# Import NLTK and Download Data:

In [1]:
import nltk
nltk.download('twitter_samples')

[nltk_data] Downloading package twitter_samples to
[nltk_data]     C:\Users\user\AppData\Roaming\nltk_data...
[nltk_data]   Package twitter_samples is already up-to-date!


True

In [2]:
from nltk.corpus import twitter_samples

In [3]:
positive_tweeet = twitter_samples.strings('positive_tweets.json')
negative_tweeet = twitter_samples.strings('negative_tweets.json')
text = twitter_samples.strings('tweets.20150430-223406.json')

In [4]:
nltk.download('punkt')

[nltk_data] Downloading package punkt to
[nltk_data]     C:\Users\user\AppData\Roaming\nltk_data...
[nltk_data]   Package punkt is already up-to-date!


True

# Data Preprocessing:

# Tokenization

In [5]:
tweet_tokens = twitter_samples.tokenized('positive_tweets.json')[0]
print(tweet_tokens[0])

#FollowFriday


# Normalization

In [6]:
# debug step to solve an error appeared when download wordnet and averaged_perceptron_tagger
import socket
socket.getaddrinfo('localhost', 8080)

[(<AddressFamily.AF_INET6: 23>, 0, 0, '', ('::1', 8080, 0, 0)),
 (<AddressFamily.AF_INET: 2>, 0, 0, '', ('127.0.0.1', 8080))]

In [7]:
import nltk
nltk.download('wordnet')
nltk.download('averaged_perceptron_tagger')

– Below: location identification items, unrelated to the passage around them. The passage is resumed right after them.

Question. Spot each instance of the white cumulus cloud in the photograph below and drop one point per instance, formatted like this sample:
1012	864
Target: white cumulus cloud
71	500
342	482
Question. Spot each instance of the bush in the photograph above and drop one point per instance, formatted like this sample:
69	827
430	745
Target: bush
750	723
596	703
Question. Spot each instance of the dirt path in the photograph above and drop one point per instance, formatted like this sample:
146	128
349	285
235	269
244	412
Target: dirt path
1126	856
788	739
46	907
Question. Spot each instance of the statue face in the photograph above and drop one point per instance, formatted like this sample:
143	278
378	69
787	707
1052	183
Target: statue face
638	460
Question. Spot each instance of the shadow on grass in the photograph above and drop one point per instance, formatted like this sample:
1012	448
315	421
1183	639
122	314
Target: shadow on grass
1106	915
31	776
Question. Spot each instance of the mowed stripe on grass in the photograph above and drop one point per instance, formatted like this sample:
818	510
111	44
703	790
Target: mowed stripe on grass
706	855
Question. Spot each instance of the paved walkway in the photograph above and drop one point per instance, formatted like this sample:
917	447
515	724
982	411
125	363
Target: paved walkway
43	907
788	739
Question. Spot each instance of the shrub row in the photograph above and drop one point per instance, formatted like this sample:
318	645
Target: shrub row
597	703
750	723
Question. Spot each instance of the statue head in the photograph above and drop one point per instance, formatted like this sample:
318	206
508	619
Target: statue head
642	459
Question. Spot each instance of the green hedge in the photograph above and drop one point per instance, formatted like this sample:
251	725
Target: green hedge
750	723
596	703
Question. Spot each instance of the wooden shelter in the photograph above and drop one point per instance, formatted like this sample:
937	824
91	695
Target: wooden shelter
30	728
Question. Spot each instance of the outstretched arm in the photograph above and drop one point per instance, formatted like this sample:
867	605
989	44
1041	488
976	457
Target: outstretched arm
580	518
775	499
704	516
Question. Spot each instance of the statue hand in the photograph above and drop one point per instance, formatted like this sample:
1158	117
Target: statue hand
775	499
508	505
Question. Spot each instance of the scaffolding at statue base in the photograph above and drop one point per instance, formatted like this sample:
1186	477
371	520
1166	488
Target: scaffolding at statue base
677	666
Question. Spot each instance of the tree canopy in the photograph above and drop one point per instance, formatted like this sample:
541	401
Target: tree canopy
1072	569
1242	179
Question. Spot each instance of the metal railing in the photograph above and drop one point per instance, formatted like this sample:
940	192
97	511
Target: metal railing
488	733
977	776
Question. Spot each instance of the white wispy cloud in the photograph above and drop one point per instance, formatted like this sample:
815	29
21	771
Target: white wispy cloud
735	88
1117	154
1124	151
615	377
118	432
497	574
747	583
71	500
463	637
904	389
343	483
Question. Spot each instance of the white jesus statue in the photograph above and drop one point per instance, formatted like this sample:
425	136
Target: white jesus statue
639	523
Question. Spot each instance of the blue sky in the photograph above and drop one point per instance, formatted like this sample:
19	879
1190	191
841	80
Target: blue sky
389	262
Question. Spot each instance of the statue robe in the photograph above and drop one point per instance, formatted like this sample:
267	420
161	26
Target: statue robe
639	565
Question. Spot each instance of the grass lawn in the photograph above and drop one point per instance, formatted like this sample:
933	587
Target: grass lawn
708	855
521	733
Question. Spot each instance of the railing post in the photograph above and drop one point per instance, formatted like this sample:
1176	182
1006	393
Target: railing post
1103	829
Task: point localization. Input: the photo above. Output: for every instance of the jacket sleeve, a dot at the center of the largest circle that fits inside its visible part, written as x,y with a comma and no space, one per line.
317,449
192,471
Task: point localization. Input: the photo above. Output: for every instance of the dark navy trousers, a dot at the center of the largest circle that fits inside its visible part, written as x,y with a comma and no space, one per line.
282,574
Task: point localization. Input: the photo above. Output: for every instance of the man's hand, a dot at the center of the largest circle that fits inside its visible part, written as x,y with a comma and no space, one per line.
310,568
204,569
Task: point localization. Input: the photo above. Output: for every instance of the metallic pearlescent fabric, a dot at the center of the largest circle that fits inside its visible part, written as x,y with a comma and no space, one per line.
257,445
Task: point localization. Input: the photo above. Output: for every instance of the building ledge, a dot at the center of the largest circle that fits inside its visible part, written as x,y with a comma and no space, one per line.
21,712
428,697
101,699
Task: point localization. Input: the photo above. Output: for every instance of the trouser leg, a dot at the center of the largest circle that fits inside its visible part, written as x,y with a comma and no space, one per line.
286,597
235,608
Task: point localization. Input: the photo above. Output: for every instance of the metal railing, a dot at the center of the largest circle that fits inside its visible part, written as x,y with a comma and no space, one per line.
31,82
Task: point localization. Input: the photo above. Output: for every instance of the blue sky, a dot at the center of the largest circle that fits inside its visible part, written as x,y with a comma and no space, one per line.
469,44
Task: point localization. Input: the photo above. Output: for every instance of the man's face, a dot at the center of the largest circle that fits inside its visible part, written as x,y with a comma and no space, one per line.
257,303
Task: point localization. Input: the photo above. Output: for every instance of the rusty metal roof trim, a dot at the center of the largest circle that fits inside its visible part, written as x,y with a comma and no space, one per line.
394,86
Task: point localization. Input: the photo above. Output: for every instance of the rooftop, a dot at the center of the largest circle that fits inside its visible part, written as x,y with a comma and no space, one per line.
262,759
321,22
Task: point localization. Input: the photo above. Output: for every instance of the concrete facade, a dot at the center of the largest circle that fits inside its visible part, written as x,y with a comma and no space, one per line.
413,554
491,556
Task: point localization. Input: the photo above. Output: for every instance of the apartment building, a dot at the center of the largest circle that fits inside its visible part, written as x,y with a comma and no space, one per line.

[nltk_data] Downloading package wordnet to
[nltk_data]     C:\Users\user\AppData\Roaming\nltk_data...
[nltk_data]   Package wordnet is already up-to-date!
[nltk_data] Downloading package averaged_perceptron_tagger to
[nltk_data]     C:\Users\user\AppData\Roaming\nltk_data...
[nltk_data]   Package averaged_perceptron_tagger is already up-to-
[nltk_data]       date!


True

In [9]:
from nltk.tag import pos_tag
print(pos_tag(tweet_tokens))

[('#FollowFriday', 'JJ'), ('@France_Inte', 'NNP'), ('@PKuchly57', 'NNP'), ('@Milipol_Paris', 'NNP'), ('for', 'IN'), ('being', 'VBG'), ('top', 'JJ'), ('engaged', 'VBN'), ('members', 'NNS'), ('in', 'IN'), ('my', 'PRP$'), ('community', 'NN'), ('this', 'DT'), ('week', 'NN'), (':)', 'NN')]


In [10]:
from nltk.stem.wordnet import WordNetLemmatizer
def lemmatize_tweet(tokens):
    lemmatizer = WordNetLemmatizer()
    lemmatized_tweet = []
    for word,tag in pos_tag(tokens):
        if tag.startswith('NN'):
            pos = 'n'
        elif tag.startswith('VB'):
            pos = 'v'
        else:
            pos = 'a'
        lemmatized_tweet.append(lemmatizer.lemmatize(word,pos))
    return lemmatized_tweet
print(lemmatize_tweet(tweet_tokens))

['#FollowFriday', '@France_Inte', '@PKuchly57', '@Milipol_Paris', 'for', 'be', 'top', 'engage', 'member', 'in', 'my', 'community', 'this', 'week', ':)']


# Removing Noise

In [11]:
import re,string
def removie_noise(tweet_tokens,stop_words = ()):
    cleaned_tokens = []
    for token,tag in pos_tag(tweet_tokens):
        token = re.sub('http[s]?://(?:[a-zA-Z]|[0-9]|[$-_@.&+#]|[!*\(\),]|'\
                       '(?:%[0-9a-fA-F][0-9a-fA-F]))+','', token)
        token = re.sub("(@[A-Za-z0-9_]+)","",token)
        if tag.startswith('NN'):
            pos = 'n'
        elif tag.startswith('VB'):
            pos = 'v'
        else:
            pos = 'a'
        lemmatizer = WordNetLemmatizer()
        token = lemmatizer.lemmatize(token,pos)
        if len(token) > 0 and token not in string.punctuation and token.lower() not in stop_words:
            cleaned_tokens.append(token.lower())
    return cleaned_tokens  

In [12]:
nltk.download('stopwords')

[nltk_data] Downloading package stopwords to
[nltk_data]     C:\Users\user\AppData\Roaming\nltk_data...
[nltk_data]   Package stopwords is already up-to-date!


True

In [13]:
from nltk.corpus import stopwords
stop_words = stopwords.words('english')
print(removie_noise(tweet_tokens,stop_words))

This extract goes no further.